Likewise, many other places could be recreated in animation to stunning effects that might not be explored in live-action, like the rich lands of Old Valyria where the Targaryens and the several other Dragonlord Houses ruled.
Martin’s world of A Song of Ice and Fire is dense with the supernatural and the mystical, and while there were some tantalizing looks at that aspect of the universe in Game of Thrones, it certainly could have been leaned into more. Understandably, this isn’t like the more vibrant high-fantasy world of Tolkien’s The Lord of the Rings, but even the midrange fantasy of Thrones felt like it was intentionally holding itself back as much as possible.
From a contextual standpoint, it did make some sense, as magic was only recently creeping back into the world with the birth of Daenerys Targaryen’s dragons. Likewise, whenever we’d see something otherworldly — whether it’s Dany’s dragons or the dark occult magic of the Red Priestesses — they did admittedly have an air of awe to them.
Maybe it was due to budget restraints for an already-expensive show, creative decisions by showrunners David Benioff and D.B. Weiss, or a combination of the two, but animation could and should allow for the studio and writing team to get more imaginative about the wondrous side of this dark fantasy world.
The mysterious Shadow Lands beyond Asshai is one such enticing prospect, as this region has been described with ominous tones and has even been claimed to be the origins of dragons. Even more ghostly tales have come from it than just the iconic beasts, such as demons and an ancient ghost city that even dark magic practitioners are terrified of.
Even the Free Cities of Essos that audiences were given a taste of through Arya Stark’s adventures training under the Faceless Men and their god could be a good template, as the nine cities have deep history when it comes to the mythological, magical, and even occult customs of its people.
Political intrigue understandably makes up a strong chunk of what makes Game of Thrones so compelling and establishes a lot of the worldbuilding in its own right, but it’s time that its spinoffs get more inventive with the fantasy aspect.
This might be an unlikely development considering the current uncertainty behind the merger, but using the HBO Max platform for animated originals could span TV and film. The new leadership at Warner Bros. Discovery CEO has given the ax to many originals, including TV shows and movies, and animated works have been forced onto the chopping block as well.
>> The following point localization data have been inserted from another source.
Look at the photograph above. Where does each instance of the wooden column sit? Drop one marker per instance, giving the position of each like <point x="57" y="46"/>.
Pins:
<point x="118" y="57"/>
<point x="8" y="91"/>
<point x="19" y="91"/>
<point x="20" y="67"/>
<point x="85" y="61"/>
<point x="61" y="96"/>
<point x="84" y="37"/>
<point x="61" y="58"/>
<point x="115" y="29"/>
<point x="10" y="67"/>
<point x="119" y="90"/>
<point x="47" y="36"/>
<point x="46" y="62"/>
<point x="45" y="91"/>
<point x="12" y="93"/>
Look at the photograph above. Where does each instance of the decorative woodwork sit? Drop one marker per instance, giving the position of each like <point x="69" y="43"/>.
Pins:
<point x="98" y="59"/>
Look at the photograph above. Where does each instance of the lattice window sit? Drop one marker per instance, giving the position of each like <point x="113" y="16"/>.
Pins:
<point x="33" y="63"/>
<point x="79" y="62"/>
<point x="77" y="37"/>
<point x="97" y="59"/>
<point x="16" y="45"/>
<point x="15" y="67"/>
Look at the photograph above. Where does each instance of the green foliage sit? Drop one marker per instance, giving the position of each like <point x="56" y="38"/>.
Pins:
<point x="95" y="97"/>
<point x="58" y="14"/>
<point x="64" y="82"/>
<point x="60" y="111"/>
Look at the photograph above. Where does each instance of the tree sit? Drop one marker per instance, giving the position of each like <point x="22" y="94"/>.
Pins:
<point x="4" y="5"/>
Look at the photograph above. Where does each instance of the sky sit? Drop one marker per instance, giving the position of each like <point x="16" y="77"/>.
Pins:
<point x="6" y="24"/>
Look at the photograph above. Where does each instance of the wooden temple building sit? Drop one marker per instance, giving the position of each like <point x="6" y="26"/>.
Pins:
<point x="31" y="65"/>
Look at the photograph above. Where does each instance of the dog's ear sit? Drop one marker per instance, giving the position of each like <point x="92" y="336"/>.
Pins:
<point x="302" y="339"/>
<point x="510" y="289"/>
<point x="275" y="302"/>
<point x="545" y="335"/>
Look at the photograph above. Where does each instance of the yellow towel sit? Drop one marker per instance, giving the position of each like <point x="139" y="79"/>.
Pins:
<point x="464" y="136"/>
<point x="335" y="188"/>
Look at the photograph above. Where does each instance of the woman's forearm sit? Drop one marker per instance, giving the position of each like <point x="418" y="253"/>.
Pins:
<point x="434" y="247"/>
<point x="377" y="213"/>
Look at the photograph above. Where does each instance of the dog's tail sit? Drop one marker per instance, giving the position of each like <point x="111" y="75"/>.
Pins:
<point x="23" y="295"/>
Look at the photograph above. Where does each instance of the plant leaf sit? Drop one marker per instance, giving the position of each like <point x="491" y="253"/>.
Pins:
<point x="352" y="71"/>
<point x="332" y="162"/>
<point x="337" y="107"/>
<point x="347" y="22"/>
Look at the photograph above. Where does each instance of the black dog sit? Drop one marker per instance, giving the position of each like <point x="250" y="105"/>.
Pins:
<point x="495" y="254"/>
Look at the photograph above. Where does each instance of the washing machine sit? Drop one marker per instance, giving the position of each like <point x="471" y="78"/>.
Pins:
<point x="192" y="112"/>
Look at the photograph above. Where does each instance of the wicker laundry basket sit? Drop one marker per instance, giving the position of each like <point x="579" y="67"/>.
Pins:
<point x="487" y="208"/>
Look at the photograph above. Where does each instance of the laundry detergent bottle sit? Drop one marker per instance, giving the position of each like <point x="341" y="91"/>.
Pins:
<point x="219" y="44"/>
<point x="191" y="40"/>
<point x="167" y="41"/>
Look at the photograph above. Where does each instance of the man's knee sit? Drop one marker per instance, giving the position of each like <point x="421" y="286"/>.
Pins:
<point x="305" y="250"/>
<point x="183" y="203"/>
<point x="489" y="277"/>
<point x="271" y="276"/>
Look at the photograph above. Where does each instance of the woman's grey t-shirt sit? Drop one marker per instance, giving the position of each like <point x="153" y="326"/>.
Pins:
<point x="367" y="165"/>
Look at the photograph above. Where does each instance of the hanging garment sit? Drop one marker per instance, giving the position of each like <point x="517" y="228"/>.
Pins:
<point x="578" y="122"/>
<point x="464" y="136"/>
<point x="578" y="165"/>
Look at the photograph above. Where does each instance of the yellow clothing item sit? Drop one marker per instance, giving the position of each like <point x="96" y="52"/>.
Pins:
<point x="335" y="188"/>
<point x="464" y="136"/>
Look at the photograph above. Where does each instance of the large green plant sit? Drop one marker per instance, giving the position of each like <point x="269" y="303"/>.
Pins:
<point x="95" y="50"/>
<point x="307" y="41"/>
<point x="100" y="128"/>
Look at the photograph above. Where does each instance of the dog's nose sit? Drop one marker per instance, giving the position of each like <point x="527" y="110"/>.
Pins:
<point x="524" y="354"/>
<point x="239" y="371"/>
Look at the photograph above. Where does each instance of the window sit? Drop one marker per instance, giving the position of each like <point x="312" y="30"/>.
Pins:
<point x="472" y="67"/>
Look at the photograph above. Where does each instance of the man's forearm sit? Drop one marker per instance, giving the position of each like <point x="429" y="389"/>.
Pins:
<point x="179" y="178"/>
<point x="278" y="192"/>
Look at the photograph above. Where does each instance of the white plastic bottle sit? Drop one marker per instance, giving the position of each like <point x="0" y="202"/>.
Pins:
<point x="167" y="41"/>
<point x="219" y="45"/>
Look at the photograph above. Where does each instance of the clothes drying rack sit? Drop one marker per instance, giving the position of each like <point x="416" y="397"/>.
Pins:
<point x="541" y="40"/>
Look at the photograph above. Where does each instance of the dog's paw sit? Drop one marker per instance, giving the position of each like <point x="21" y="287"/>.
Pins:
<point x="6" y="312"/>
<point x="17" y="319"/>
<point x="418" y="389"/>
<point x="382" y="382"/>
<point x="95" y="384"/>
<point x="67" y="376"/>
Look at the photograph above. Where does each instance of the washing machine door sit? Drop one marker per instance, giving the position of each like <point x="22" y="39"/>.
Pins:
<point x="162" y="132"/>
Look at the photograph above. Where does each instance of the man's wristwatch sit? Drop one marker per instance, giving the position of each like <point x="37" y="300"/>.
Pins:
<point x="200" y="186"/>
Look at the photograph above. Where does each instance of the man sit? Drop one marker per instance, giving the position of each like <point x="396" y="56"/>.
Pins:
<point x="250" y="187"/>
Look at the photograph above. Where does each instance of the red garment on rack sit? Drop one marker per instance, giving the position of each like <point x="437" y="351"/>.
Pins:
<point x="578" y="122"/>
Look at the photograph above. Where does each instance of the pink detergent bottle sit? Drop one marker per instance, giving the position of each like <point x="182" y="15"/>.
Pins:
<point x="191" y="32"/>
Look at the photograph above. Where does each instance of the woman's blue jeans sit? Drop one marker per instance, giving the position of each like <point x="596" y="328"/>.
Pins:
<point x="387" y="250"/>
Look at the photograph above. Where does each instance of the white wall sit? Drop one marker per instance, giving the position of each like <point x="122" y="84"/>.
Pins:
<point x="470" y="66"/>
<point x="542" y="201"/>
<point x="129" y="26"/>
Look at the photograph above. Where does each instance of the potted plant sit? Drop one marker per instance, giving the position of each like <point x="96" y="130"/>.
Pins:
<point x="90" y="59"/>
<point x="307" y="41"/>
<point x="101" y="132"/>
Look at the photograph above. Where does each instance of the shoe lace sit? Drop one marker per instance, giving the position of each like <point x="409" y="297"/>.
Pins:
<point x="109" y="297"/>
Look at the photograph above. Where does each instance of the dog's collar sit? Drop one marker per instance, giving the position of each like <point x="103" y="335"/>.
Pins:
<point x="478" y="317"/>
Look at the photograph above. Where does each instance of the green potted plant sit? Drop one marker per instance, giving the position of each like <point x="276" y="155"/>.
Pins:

Nonetheless, the sheer power behind Game of Thrones as a series and brand might make it a rare exception. While Netflix is dealing with its own problems, it’s also doubled down on animated adaptations of video games and the like in both formats.
One example is The Witcher: Nightmare of the Wolf, which is an animated prequel movie to the mainline TV series centered around Geralt’s mentor Vesemir. With the backing of HBO money and the creative pedigree behind the brand, letting the stories dictate whether a long-running series, limited series, or a movie is in order could pave the way for exciting new directions for the GoT franchise.
Regardless of what the specifics turn out to be or the lore that’s adapted, investing in animation would be an excellent way to expand this world into a widely immersive and diverse on-screen universe.
Game of Thrones is available to watch now on both HBO and HBO Max, with House of the Dragon set to premiere on August 21 on both platforms as well.